Willener leía los acontecimientos de Mayo a través del cristal heterodoxo del situacionismo y del Movimiento 22 de marzo liderado por Daniel Cohn Bendit. Según él, Mayo era contemporáneo y complementario a las prácticas vanguardistas del free jazz, el cine de Godard y el Living Theatre. E iluminaba retrospectivamente a vanguardias históricas como el dadaísmo y el surrealismo. No obstante, otros protagonistas se involucraron en diversas ortodoxias de tipo trotskista y maoísta, que asumirían renovada aunque efímera fuerza en la diáspora inmediatamente posterior al fracaso del levantamiento.

Esta idea de free improvisation como “autonomía del momento”, en directa relación con esa “precariedad de la existencia” que caracteriza a lo impredecible de la vida cotidiana, flotaba en el viciado aire europeo de aquel entonces. Se encuentra ligada al concepto de improvisación como composición en tiempo real, tan común en los 60s y 70s. Frederic Rzewski, gracias a sus experiencias en el colectivo Musica Elettronica Viva (MEV), imaginaba la libre improvisación como una nueva forma de comunicación universal y, por consiguiente, como un concepto ético y político que trascendía lo meramente estético. Derek Bailey, defensor de un empirismo radical, la asumía como una práctica que se agotaba en la performance, una celebración del instante que honraba el carácter fugaz y huidizo de la música. Y hasta un compositor como Cornelius Cardew sostenía una ética de la improvisación en tiempo presente “que en su forma concreta se ha ido para siempre desde el momento en que ocurre, ni tiene ninguna existencia previa hasta el momento en que ocurrió...” También aquí “la musicalidad como dimensión de una realidad perfectamente ordinaria.”

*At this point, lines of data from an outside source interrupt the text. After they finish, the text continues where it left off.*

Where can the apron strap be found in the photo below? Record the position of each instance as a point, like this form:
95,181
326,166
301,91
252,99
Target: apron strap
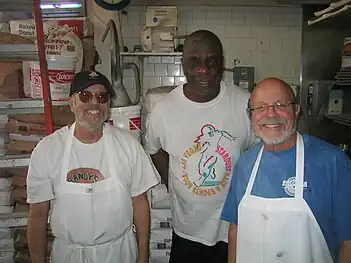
300,164
299,171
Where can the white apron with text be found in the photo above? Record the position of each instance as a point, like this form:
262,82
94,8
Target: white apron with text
280,229
92,223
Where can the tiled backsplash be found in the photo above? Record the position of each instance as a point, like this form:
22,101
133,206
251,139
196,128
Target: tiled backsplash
268,38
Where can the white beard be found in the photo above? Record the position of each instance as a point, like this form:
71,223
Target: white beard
276,141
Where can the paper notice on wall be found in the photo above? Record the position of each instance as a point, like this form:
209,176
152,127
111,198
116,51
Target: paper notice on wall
26,28
62,37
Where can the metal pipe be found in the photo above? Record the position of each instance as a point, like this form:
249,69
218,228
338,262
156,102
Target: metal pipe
116,71
43,67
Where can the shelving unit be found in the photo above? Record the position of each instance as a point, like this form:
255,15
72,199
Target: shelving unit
32,52
337,11
149,54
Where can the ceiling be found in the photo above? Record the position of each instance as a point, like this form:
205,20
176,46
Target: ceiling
227,2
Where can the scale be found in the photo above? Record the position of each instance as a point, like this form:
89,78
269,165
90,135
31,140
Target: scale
113,5
63,8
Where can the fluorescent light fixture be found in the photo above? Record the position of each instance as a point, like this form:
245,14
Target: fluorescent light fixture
61,6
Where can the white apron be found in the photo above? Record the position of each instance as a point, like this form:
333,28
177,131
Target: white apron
92,223
280,229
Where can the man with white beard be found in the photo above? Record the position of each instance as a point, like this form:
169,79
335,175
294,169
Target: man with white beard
289,199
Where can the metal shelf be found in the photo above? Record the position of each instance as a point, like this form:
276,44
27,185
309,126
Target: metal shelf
13,219
10,161
16,5
344,119
18,52
23,106
149,54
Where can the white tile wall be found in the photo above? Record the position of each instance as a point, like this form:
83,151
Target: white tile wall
268,38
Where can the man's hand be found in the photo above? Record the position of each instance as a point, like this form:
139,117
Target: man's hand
141,213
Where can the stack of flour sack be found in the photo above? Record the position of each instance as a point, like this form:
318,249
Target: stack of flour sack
161,225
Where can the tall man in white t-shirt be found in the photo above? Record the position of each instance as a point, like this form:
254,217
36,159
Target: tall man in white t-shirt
195,135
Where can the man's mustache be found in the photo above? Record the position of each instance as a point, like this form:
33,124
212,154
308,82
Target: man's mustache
272,121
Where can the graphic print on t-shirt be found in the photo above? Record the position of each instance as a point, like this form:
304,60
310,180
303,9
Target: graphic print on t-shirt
207,165
84,176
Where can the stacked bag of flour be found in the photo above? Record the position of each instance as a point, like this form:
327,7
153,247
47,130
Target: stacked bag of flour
21,245
161,225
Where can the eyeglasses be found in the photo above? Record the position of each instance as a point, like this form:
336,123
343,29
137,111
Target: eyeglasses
87,96
282,106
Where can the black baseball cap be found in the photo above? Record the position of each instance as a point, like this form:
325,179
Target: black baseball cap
85,79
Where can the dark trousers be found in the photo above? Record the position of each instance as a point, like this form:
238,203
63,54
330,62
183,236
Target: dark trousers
187,251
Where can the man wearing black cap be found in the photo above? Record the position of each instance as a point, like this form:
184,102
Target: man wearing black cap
95,177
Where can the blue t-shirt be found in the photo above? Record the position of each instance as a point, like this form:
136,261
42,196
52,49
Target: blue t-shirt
327,185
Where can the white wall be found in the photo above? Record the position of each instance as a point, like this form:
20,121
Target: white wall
268,38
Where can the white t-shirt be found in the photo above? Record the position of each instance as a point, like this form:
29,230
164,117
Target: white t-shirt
136,171
204,140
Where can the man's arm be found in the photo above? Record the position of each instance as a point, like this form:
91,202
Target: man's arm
37,231
345,252
161,162
141,213
232,237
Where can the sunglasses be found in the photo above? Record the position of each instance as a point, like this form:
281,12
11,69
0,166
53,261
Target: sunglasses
87,96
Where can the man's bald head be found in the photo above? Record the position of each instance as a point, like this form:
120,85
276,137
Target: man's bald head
273,85
203,39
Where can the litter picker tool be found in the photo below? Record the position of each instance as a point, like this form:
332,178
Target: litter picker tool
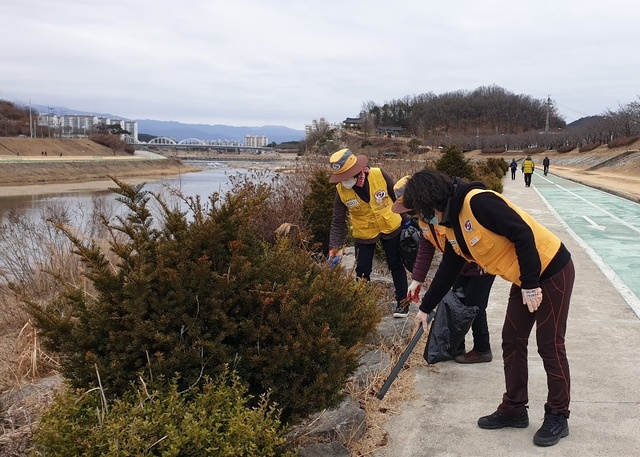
401,361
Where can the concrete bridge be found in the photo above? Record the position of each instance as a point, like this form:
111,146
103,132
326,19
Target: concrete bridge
169,146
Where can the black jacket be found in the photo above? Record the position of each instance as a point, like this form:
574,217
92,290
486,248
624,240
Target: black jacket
495,215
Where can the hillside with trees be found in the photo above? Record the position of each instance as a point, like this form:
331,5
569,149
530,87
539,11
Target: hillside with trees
493,117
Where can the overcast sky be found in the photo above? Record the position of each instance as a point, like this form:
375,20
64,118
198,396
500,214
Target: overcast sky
286,62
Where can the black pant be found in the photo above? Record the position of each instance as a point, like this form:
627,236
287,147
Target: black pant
364,264
476,290
551,326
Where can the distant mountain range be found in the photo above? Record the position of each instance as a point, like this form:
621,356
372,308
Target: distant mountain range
180,131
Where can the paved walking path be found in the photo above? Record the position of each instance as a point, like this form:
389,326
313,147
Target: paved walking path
603,342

Autonomización era por entonces, en esos tiempos álgidos, la palabra de rigor. El free jazz, como el levantamiento estudiantil, desconfiaba de las estructuras a priori. Por eso, en la modalidad del país galo, no se trataba “sólo del problema de la presente opresión de los negros y de la búsqueda de una identidad que los jóvenes negros comparten con muchos otros de diferente origen, sino también de la alternativa –con frecuencia despreciada como utópica en el sentido peyorativo- de la no-opresión futura, de la ausencia de un orden impuesto.” (p. 260) Willener concluía con la esperanza de que las cualidades energéticas del free jazz pudieran sustraerse a su recuperación (otro término situacionista) por los intereses comerciales. La crítica a las instituciones se traducía entonces, en el jazz libre como en el rock experimental, en mecanismos de autogestión.